The FTAA is structured into three main components: trade ministers, who developed the overall work plan for the FTAA; nine negotiating groups, which are gathering information on the current status of trade in the Hemisphere; and vice ministers of trade, who help coordinate the working groups and make recommendations to the trade ministers.
The nine negotiating groups are: market access; investment; services; government procurement; dispute settlement; agriculture; intellectual property rights; subsidies, antidumping and countervailing duties; and competition policy. The nature of these nine groups, and the lack of working groups on human rights, labor rights or the environment, should give some indication of the priorities of the FTAA.
The FTAA organizers are also committed to working under the World Trade Organization (WTO), which gained notoriety in late 1999 when protesters disrupted the December 1st WTO ministerial in Seattle. Unlike the WTO, however, the FTAA claims to be committed to transparency in its process, to which end it has established a committee of government representatives on Civil Society, which will take suggestions from organizations, businesses, or otherwise interested parties throughout the Americas. The Committee, according to the FTAA’s website:
“is given the responsibility to receive inputs from civil society, to analyze them and present the range of views to the FTAA Trade Ministers. The Trade Ministers stated: “We recognize and welcome the interests and concerns that different sectors of society have expressed in relation to the FTAA. Business and other sectors of production, labor, environmental and academic groups have been particularly active in this matter. We encourage these and other sectors of civil societies to present their views on trade matters in a constructive manner.”

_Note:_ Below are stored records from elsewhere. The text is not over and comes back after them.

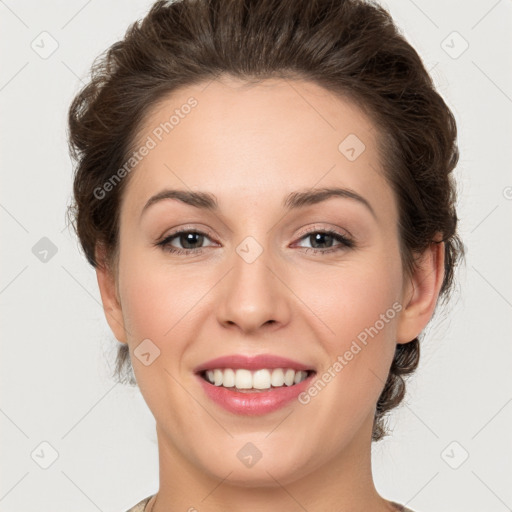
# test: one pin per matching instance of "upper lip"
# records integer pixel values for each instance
(252, 363)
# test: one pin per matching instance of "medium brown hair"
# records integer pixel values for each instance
(352, 48)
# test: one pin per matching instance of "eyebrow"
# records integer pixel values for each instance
(294, 200)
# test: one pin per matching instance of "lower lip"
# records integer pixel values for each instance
(252, 404)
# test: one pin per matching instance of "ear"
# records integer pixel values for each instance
(110, 296)
(421, 292)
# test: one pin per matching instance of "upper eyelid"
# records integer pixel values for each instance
(302, 234)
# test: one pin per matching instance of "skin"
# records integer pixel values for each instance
(251, 146)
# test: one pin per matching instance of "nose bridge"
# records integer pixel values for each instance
(252, 296)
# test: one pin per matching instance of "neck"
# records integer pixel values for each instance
(343, 484)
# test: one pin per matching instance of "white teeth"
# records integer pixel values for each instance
(259, 379)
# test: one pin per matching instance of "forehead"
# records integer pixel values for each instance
(242, 140)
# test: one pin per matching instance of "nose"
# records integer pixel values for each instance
(253, 296)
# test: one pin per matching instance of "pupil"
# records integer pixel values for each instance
(326, 236)
(187, 240)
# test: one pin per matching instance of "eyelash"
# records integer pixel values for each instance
(345, 242)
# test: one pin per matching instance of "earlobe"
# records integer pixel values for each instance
(109, 297)
(421, 293)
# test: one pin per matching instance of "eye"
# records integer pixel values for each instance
(327, 237)
(191, 241)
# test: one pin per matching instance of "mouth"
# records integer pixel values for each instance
(242, 380)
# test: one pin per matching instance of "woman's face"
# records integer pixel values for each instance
(318, 281)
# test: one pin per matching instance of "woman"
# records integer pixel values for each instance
(264, 189)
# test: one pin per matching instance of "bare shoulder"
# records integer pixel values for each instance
(139, 507)
(401, 508)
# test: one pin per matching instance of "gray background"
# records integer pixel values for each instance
(57, 349)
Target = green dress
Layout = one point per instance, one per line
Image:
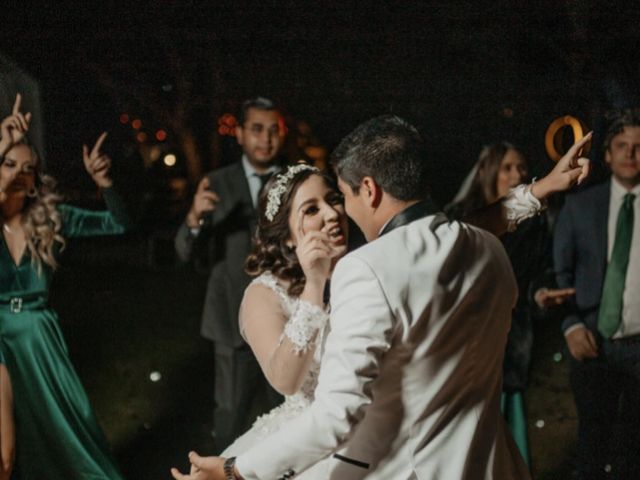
(57, 435)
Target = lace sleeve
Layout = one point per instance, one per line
(520, 204)
(281, 335)
(305, 322)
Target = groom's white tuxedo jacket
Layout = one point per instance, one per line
(411, 375)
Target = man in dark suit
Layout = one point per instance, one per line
(223, 213)
(597, 251)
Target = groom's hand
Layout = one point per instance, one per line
(202, 468)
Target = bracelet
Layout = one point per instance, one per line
(227, 467)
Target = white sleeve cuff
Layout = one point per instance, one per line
(520, 204)
(573, 327)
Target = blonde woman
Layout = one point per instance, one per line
(56, 433)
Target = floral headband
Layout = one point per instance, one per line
(274, 197)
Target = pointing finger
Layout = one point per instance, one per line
(16, 105)
(203, 185)
(573, 151)
(98, 145)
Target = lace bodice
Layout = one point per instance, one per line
(303, 321)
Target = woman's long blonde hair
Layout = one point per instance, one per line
(41, 220)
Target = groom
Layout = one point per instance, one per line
(411, 374)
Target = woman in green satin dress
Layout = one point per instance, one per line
(57, 436)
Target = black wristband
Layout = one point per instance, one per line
(228, 465)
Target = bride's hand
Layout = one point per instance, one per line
(316, 254)
(202, 468)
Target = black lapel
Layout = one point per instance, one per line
(416, 211)
(242, 184)
(601, 219)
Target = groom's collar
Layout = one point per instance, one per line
(413, 212)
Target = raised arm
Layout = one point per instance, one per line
(204, 202)
(525, 201)
(12, 130)
(79, 222)
(284, 346)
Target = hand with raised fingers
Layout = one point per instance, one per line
(570, 170)
(97, 163)
(552, 297)
(582, 343)
(204, 201)
(14, 127)
(202, 468)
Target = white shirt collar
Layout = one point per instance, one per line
(619, 191)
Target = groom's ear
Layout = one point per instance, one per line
(372, 192)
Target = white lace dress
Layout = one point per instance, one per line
(304, 320)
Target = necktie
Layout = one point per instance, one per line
(610, 313)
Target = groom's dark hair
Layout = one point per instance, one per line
(388, 149)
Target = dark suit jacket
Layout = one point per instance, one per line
(227, 232)
(580, 252)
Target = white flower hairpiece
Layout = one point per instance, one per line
(274, 197)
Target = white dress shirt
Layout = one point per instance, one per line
(630, 324)
(253, 178)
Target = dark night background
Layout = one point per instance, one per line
(466, 73)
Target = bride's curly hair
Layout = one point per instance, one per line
(270, 251)
(41, 220)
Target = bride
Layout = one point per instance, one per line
(302, 232)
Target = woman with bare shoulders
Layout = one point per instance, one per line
(55, 430)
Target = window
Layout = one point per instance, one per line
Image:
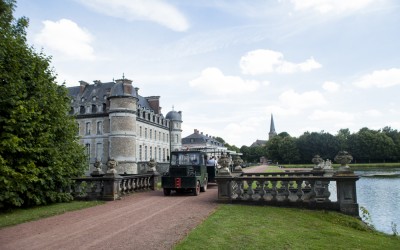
(99, 151)
(88, 128)
(99, 128)
(151, 153)
(88, 154)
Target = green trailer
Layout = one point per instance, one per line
(187, 173)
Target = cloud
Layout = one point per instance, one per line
(379, 79)
(319, 115)
(148, 10)
(213, 82)
(330, 6)
(330, 86)
(66, 37)
(263, 61)
(292, 103)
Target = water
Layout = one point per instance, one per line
(381, 197)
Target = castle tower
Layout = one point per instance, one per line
(122, 114)
(272, 131)
(175, 129)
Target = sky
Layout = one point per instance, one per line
(315, 65)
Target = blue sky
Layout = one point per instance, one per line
(316, 65)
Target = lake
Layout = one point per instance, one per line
(380, 195)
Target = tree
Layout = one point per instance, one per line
(39, 151)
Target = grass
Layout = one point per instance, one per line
(262, 227)
(21, 215)
(352, 165)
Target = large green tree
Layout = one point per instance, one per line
(39, 152)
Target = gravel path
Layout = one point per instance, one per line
(146, 220)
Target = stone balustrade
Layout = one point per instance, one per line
(113, 186)
(309, 189)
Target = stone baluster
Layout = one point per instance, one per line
(274, 192)
(285, 190)
(299, 192)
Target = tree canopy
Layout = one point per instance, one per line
(39, 151)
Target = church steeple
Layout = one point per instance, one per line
(272, 131)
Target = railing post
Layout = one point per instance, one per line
(347, 195)
(346, 185)
(111, 186)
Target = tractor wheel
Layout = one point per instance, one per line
(204, 188)
(196, 190)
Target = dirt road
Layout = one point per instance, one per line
(140, 221)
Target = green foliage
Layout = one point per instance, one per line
(39, 152)
(21, 215)
(263, 227)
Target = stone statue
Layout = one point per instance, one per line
(237, 163)
(97, 171)
(112, 164)
(152, 164)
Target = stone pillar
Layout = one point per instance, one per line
(346, 185)
(224, 178)
(122, 139)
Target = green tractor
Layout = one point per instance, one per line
(187, 173)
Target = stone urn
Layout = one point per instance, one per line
(152, 165)
(97, 172)
(224, 161)
(237, 163)
(112, 164)
(317, 160)
(344, 158)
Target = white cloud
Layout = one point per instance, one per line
(213, 82)
(380, 79)
(319, 115)
(149, 10)
(263, 61)
(373, 112)
(330, 6)
(66, 37)
(330, 86)
(304, 100)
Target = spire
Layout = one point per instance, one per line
(272, 131)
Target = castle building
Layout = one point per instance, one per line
(115, 122)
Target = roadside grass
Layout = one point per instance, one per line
(21, 215)
(263, 227)
(352, 165)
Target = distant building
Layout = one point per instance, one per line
(115, 122)
(271, 134)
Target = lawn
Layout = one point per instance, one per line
(21, 215)
(263, 227)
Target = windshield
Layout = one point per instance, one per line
(186, 159)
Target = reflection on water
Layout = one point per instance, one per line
(380, 195)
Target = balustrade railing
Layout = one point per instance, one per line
(301, 189)
(112, 187)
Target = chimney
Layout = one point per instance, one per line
(83, 86)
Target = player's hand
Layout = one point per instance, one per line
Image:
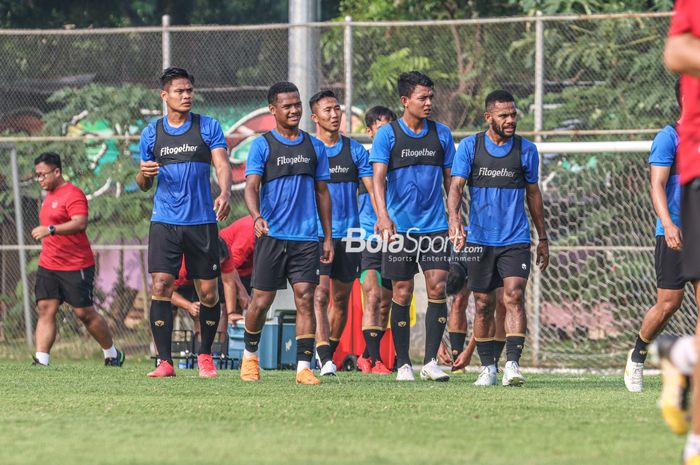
(385, 228)
(149, 169)
(233, 318)
(40, 232)
(457, 234)
(673, 237)
(222, 206)
(462, 360)
(327, 256)
(193, 309)
(444, 356)
(261, 227)
(543, 254)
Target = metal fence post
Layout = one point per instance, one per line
(165, 22)
(539, 105)
(347, 48)
(19, 226)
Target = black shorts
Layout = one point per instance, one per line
(668, 266)
(73, 287)
(431, 251)
(690, 220)
(276, 261)
(345, 266)
(488, 265)
(167, 243)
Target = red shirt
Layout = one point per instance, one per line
(64, 252)
(240, 237)
(686, 20)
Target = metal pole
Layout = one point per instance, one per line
(304, 59)
(539, 101)
(347, 49)
(19, 225)
(165, 23)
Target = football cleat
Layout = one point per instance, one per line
(431, 372)
(634, 374)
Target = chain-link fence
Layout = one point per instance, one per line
(88, 94)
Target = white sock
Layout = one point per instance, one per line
(43, 357)
(303, 365)
(684, 354)
(111, 352)
(692, 447)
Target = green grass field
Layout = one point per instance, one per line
(83, 413)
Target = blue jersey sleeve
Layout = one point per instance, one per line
(257, 157)
(448, 144)
(382, 145)
(663, 150)
(361, 158)
(212, 134)
(530, 159)
(464, 157)
(148, 140)
(323, 172)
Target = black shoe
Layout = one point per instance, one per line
(115, 361)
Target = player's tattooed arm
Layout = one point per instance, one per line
(536, 207)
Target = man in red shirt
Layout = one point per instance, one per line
(682, 55)
(66, 264)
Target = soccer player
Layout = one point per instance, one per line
(286, 175)
(682, 55)
(666, 198)
(411, 160)
(349, 166)
(502, 171)
(376, 291)
(66, 265)
(179, 150)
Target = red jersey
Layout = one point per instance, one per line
(69, 252)
(240, 237)
(686, 20)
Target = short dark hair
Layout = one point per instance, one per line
(50, 158)
(378, 113)
(318, 96)
(173, 73)
(282, 87)
(408, 82)
(455, 279)
(499, 95)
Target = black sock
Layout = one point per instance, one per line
(208, 324)
(485, 351)
(435, 321)
(639, 354)
(162, 328)
(372, 338)
(305, 349)
(514, 348)
(457, 343)
(251, 340)
(333, 345)
(401, 332)
(498, 345)
(324, 352)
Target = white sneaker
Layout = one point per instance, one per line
(328, 368)
(486, 377)
(431, 372)
(634, 374)
(405, 373)
(511, 375)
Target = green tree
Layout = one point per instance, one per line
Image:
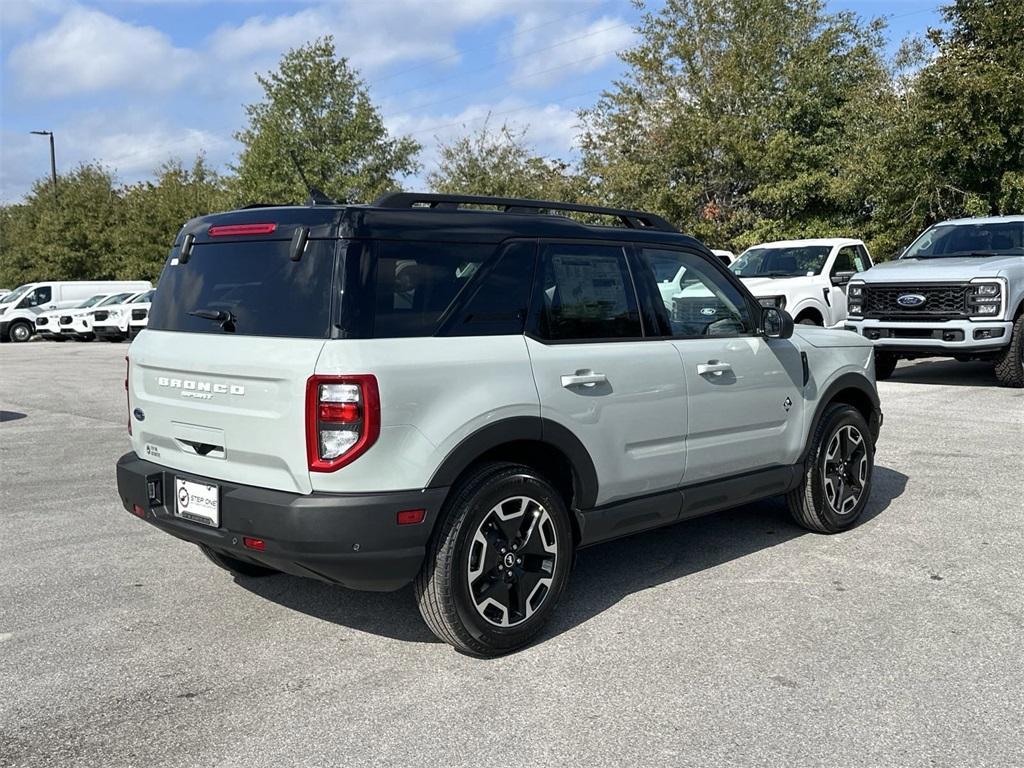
(317, 112)
(500, 163)
(738, 119)
(953, 142)
(71, 238)
(154, 211)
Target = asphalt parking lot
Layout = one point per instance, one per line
(736, 639)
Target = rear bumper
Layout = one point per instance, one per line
(351, 540)
(935, 337)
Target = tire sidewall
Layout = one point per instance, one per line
(835, 521)
(472, 513)
(13, 330)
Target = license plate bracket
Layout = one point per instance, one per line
(197, 502)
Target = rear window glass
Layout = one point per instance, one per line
(253, 284)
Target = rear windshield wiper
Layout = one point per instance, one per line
(224, 317)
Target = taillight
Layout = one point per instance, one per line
(127, 393)
(343, 420)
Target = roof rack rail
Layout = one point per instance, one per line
(631, 219)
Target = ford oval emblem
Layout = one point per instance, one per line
(910, 299)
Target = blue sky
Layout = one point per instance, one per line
(132, 83)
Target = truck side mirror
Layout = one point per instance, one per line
(775, 323)
(841, 279)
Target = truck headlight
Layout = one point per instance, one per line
(985, 299)
(775, 301)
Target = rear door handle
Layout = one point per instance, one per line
(587, 379)
(713, 367)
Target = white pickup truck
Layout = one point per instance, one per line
(807, 278)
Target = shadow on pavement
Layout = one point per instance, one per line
(948, 372)
(604, 574)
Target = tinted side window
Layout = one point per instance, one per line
(699, 301)
(849, 260)
(585, 292)
(499, 296)
(416, 283)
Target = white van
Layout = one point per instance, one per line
(19, 308)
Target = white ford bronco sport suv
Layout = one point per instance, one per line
(462, 391)
(807, 278)
(956, 292)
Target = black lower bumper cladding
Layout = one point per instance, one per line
(346, 539)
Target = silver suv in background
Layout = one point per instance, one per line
(462, 391)
(956, 292)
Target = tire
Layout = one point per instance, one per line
(885, 365)
(839, 469)
(19, 332)
(475, 591)
(1010, 364)
(236, 566)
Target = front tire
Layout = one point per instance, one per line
(499, 561)
(19, 332)
(1010, 364)
(236, 566)
(885, 365)
(838, 474)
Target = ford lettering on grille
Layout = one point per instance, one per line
(910, 299)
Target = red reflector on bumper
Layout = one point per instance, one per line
(412, 516)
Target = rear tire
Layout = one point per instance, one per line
(236, 566)
(838, 474)
(498, 562)
(885, 365)
(1010, 364)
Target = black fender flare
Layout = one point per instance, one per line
(847, 381)
(515, 429)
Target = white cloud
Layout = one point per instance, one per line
(89, 50)
(563, 50)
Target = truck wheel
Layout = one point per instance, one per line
(19, 332)
(1010, 364)
(838, 474)
(236, 566)
(498, 562)
(885, 364)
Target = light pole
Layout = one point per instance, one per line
(53, 159)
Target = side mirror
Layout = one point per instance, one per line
(841, 279)
(775, 323)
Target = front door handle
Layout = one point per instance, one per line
(713, 367)
(586, 378)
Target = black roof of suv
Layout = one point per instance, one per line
(400, 215)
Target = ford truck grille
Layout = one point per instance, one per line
(941, 302)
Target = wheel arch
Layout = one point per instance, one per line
(535, 441)
(852, 389)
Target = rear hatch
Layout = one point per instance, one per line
(221, 394)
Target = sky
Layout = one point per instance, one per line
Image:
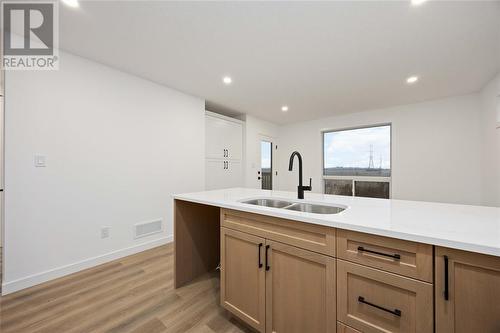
(265, 148)
(351, 148)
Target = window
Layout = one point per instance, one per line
(357, 162)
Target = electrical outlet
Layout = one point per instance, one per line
(105, 232)
(40, 161)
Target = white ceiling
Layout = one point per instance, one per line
(319, 58)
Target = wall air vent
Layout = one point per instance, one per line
(148, 228)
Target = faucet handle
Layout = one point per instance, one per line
(308, 188)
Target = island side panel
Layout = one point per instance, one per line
(196, 240)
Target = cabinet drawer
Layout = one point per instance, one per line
(398, 256)
(341, 328)
(371, 300)
(310, 237)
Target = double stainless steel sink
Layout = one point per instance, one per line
(296, 206)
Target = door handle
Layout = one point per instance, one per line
(260, 262)
(394, 256)
(395, 312)
(446, 292)
(267, 258)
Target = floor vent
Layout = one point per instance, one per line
(145, 229)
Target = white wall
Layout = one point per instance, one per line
(114, 157)
(490, 145)
(256, 130)
(435, 149)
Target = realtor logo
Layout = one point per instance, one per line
(30, 35)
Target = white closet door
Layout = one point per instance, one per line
(215, 175)
(234, 174)
(234, 140)
(215, 137)
(224, 138)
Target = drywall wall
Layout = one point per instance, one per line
(490, 145)
(435, 149)
(256, 130)
(111, 142)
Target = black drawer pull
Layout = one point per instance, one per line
(267, 258)
(446, 292)
(394, 256)
(260, 262)
(395, 312)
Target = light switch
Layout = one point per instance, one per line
(40, 161)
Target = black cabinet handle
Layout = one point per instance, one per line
(267, 258)
(446, 292)
(395, 312)
(260, 262)
(394, 256)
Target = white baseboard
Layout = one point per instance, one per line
(33, 280)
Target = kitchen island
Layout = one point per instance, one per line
(377, 266)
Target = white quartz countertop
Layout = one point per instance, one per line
(470, 228)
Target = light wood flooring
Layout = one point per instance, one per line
(133, 294)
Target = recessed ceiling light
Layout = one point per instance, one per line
(71, 3)
(417, 2)
(412, 79)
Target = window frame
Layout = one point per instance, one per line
(355, 178)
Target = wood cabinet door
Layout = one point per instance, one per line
(242, 279)
(300, 290)
(374, 301)
(467, 292)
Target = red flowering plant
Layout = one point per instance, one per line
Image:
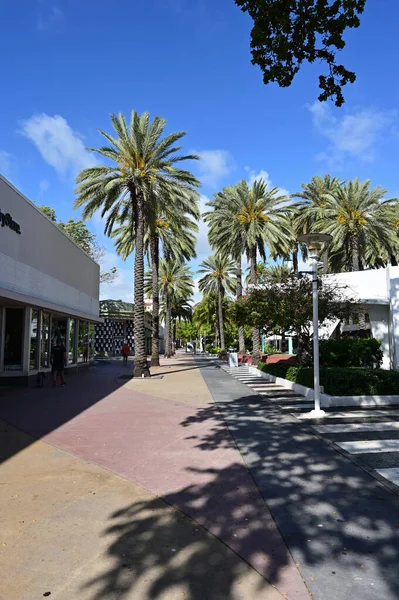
(287, 305)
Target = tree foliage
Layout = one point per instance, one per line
(286, 305)
(141, 165)
(287, 33)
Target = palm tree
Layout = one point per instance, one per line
(360, 223)
(304, 214)
(361, 226)
(205, 315)
(142, 161)
(180, 309)
(255, 218)
(226, 241)
(175, 283)
(218, 272)
(167, 225)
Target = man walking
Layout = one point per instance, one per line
(125, 352)
(58, 360)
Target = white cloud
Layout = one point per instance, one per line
(122, 287)
(203, 248)
(60, 146)
(214, 166)
(50, 18)
(354, 134)
(43, 186)
(6, 164)
(262, 174)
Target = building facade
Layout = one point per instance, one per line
(49, 288)
(377, 291)
(117, 326)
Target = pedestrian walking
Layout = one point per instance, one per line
(58, 361)
(125, 351)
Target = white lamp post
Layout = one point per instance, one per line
(315, 242)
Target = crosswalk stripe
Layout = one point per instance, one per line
(367, 446)
(367, 449)
(357, 427)
(357, 414)
(391, 473)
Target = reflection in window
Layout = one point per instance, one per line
(71, 346)
(34, 323)
(13, 339)
(83, 342)
(58, 329)
(45, 340)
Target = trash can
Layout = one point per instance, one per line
(233, 359)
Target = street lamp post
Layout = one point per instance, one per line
(315, 242)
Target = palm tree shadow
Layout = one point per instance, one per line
(333, 515)
(156, 550)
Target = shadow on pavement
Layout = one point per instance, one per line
(38, 411)
(340, 524)
(155, 550)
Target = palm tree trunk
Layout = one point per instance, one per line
(295, 265)
(154, 248)
(168, 328)
(325, 261)
(355, 253)
(220, 315)
(241, 333)
(140, 355)
(174, 335)
(255, 331)
(356, 267)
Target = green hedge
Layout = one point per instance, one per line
(350, 352)
(340, 381)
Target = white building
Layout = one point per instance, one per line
(378, 291)
(49, 288)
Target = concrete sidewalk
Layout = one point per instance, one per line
(341, 525)
(88, 510)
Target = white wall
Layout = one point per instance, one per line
(379, 321)
(42, 263)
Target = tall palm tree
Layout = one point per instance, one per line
(180, 310)
(175, 282)
(217, 277)
(168, 225)
(361, 224)
(305, 213)
(226, 241)
(254, 218)
(142, 160)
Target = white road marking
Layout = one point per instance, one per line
(391, 473)
(365, 446)
(357, 427)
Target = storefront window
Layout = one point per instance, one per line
(13, 339)
(71, 347)
(91, 341)
(34, 323)
(45, 340)
(58, 330)
(83, 342)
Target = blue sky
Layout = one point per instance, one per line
(67, 64)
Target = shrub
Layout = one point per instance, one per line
(213, 349)
(269, 349)
(350, 352)
(340, 381)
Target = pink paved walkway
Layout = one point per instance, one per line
(156, 443)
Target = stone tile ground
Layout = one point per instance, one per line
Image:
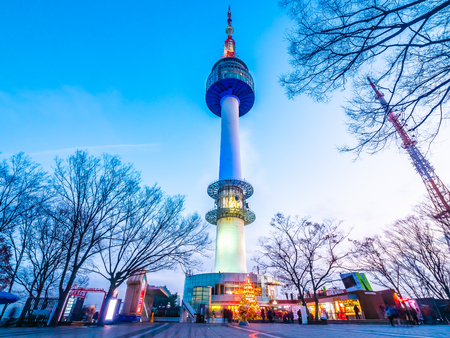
(159, 330)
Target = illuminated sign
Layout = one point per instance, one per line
(111, 309)
(141, 297)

The balance of their attention, however, appears to be to those suggestions devoted to business matters, as they lump “gender equality, social justice, human rights, poverty, immigration and education” under the heading “social issues.” Ostensibly the voices of the people have thus far been heard – and dismissed. Similar OAS rhetoric on their commitment to social justice issues does not appear to have manifested in any policy decisions, or even a pretense of exploring the steps that must be taken to ensure a sound, just framework.
Protest against this seeming eventuality has been building. While FTAA ministerials have gone mostly unheralded since the first OAS Miami summit of 1995, protest has picked up since the Seattle WTO actions. The OAS summit in Windsor, Canada, on June 6 of 2000, saw massive demonstrations and brutal police repression. The next Summit of the Americas, held in Quebec, Canada in April of 2001 will likely see similar levels of action. While it is unlikely that public mobilization will slow the tide of global capital, such action is the only forum of discussion open to the general populace. The OAS may march on, for the moment, nonplussed, but the countercurrent is growing stronger all the time.